てことはあいつ、ただの魔族か。それにしてもボス感、半端なかった。画面越しであの迫力ってことは、中ボスでもかなり上位な気がする。魔王が俺のこと追い始めてるというし、もう余計な敵は作りたくないんだけどな……。
めんどくさいわー、マジ。運営も魔王もこのなんとかいう奴も、俺のことはほっとけっての。リゾート都市ポルト・プレイザーで、ランやマルグレーテとせっかく楽しく遊んでるってのに。
「アドミニストレータって、なに。
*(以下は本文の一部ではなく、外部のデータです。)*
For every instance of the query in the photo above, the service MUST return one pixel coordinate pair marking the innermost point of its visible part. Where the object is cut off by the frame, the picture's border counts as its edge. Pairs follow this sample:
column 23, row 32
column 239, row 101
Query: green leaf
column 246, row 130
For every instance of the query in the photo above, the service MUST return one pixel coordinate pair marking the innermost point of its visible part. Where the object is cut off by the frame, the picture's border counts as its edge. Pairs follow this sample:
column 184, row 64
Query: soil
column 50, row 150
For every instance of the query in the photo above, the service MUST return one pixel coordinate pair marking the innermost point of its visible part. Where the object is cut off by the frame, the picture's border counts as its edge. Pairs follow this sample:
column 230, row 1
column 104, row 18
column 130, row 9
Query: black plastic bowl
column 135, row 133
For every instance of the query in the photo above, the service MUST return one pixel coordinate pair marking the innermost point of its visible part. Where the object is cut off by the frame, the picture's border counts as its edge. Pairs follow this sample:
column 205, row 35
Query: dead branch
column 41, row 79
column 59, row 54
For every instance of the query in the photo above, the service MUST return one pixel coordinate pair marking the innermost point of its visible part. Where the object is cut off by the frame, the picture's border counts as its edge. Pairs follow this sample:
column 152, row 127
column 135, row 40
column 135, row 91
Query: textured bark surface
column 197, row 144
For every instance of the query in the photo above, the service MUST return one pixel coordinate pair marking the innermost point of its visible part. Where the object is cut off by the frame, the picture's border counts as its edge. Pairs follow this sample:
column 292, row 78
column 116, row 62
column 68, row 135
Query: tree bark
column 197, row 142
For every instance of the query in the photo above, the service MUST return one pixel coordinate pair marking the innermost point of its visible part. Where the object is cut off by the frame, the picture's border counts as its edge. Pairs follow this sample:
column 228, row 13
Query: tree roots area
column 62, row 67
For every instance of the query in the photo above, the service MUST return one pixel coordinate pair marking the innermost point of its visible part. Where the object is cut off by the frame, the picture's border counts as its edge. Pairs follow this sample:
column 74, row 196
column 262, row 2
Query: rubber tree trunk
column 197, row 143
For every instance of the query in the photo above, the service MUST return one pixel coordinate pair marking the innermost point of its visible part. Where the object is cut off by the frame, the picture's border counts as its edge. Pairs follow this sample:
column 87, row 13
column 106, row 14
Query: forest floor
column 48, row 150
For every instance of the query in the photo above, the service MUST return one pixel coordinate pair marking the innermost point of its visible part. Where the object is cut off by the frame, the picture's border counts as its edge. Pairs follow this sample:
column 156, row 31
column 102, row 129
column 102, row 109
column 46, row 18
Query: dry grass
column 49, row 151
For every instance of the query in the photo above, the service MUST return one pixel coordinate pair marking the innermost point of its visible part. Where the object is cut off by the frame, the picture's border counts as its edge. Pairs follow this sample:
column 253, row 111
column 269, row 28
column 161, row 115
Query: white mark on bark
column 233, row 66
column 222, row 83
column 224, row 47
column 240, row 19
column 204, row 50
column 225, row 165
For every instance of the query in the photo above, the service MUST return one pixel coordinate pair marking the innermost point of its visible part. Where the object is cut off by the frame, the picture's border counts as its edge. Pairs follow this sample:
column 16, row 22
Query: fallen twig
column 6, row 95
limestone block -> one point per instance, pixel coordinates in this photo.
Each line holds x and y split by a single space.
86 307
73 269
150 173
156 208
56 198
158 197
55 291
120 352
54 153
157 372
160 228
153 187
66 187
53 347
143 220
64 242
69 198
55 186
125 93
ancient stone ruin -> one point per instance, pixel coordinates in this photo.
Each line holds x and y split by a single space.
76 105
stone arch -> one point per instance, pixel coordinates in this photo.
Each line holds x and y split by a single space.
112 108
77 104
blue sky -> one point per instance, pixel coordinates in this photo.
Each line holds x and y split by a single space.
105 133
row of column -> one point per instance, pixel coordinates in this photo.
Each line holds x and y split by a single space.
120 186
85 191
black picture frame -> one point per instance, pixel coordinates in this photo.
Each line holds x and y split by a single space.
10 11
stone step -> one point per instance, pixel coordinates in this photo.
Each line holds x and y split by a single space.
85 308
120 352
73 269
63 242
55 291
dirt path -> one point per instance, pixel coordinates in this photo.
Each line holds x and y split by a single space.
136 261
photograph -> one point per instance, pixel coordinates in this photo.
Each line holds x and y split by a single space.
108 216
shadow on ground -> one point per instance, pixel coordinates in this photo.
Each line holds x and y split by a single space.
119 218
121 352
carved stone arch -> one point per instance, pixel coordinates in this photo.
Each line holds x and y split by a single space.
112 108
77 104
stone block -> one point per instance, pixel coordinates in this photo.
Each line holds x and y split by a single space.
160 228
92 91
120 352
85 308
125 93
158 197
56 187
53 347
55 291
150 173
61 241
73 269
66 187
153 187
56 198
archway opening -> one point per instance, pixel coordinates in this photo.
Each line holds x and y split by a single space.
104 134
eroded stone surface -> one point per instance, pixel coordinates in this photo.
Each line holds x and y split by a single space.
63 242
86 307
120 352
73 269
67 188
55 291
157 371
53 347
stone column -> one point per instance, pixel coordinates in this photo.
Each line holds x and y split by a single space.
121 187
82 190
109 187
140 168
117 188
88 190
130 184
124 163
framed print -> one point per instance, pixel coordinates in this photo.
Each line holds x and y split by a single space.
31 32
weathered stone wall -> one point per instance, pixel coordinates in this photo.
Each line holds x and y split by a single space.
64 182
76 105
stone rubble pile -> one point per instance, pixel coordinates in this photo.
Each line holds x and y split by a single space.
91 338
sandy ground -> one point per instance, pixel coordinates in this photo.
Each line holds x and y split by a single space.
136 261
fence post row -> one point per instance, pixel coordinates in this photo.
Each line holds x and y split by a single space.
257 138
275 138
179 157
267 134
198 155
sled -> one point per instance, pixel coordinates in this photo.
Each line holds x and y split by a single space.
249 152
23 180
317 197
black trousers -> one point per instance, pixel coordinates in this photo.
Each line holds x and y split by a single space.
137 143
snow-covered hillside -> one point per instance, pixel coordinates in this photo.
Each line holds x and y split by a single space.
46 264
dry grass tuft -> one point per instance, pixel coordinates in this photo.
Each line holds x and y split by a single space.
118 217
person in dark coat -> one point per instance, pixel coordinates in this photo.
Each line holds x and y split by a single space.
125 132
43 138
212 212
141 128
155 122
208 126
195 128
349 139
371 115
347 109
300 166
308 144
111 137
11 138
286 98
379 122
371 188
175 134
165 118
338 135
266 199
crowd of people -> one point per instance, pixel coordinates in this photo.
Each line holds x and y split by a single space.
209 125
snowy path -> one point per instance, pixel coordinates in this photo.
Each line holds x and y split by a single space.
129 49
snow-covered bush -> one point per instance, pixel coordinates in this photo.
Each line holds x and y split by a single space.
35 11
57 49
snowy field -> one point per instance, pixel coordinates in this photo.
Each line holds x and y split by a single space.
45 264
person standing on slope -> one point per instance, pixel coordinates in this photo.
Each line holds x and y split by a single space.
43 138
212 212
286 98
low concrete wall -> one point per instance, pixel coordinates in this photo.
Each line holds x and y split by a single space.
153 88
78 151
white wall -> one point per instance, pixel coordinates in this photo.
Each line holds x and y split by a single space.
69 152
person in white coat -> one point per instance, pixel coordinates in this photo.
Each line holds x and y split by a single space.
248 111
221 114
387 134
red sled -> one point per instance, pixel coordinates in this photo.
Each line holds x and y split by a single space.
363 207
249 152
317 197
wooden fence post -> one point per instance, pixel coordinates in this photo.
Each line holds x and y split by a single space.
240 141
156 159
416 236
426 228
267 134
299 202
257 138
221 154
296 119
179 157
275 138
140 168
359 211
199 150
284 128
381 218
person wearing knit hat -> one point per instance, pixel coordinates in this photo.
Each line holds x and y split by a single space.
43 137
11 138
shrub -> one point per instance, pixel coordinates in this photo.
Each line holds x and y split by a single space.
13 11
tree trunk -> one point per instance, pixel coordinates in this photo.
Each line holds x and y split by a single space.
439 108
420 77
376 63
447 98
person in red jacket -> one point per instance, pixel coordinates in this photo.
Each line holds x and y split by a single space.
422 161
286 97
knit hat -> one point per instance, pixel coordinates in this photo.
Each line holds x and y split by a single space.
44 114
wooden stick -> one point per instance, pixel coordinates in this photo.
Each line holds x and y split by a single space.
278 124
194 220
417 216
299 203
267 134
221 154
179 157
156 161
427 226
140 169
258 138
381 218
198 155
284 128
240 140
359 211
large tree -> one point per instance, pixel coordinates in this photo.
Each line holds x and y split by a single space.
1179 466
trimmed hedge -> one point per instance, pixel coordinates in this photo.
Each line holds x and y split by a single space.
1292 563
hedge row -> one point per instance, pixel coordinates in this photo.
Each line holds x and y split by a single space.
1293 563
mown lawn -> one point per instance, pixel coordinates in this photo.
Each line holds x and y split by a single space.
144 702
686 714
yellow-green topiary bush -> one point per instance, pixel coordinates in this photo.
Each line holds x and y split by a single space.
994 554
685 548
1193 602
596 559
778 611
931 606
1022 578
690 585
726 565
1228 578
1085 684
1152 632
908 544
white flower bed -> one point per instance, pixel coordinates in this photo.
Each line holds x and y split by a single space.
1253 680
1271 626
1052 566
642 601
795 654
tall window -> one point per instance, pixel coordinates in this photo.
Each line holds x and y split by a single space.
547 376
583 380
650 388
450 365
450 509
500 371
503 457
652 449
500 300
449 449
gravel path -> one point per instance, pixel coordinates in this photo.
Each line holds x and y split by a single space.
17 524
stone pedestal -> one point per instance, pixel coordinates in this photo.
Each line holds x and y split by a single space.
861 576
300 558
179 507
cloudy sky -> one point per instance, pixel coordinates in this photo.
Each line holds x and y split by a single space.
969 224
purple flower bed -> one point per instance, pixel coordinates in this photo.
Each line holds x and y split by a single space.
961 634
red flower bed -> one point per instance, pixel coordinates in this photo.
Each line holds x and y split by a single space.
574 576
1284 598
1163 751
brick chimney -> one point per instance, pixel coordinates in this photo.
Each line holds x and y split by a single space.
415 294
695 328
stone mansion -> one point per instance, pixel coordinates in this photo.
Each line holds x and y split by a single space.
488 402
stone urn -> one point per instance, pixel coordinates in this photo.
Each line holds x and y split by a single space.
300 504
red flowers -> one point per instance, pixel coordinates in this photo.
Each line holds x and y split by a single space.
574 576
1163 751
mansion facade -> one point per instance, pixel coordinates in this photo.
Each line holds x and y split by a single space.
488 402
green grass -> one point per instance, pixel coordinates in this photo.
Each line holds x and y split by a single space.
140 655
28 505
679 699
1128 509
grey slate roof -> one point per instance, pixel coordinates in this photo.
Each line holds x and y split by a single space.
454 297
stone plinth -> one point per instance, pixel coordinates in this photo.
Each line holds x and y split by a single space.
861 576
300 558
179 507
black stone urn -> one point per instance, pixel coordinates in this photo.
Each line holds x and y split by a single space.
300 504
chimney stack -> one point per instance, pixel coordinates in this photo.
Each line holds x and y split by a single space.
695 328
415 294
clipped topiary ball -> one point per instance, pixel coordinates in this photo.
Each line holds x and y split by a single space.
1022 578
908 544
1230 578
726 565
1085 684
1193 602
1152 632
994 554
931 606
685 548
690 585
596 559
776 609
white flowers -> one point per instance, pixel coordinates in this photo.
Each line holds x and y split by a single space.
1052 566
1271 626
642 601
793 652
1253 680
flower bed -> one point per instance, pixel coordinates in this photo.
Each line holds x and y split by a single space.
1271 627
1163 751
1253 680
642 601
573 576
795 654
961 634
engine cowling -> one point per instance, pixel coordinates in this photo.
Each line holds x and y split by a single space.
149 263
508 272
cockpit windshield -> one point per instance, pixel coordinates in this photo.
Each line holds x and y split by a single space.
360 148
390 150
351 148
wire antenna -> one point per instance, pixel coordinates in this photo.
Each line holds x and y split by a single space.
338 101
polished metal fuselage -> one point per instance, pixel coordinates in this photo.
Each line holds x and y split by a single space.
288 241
魔王の一味?」
「ああいや、レミリア。なんかしつこい中ボスだよ。俺のこと狙ってるみたいなんだ」
レミリアはそりゃ、アドミンなんて知らないよな。話してもいないし。
「とにかく、あの女が何言おうが、当面関係ない。ほっときゃいいんだ。それよりアイテムを探そう」
「お花に木の子に果物だよね」
「そうだよ、ラン。十年に一度しか収穫できないとかいう奴な」
まあどれもこれも、ロクなもんじゃないけどな。なんせ名前が「絶倫茸」とかだし。
「採取したらとっとと人買い事務所に戻って、レミリアを解放したいからな」
全員、頷いた。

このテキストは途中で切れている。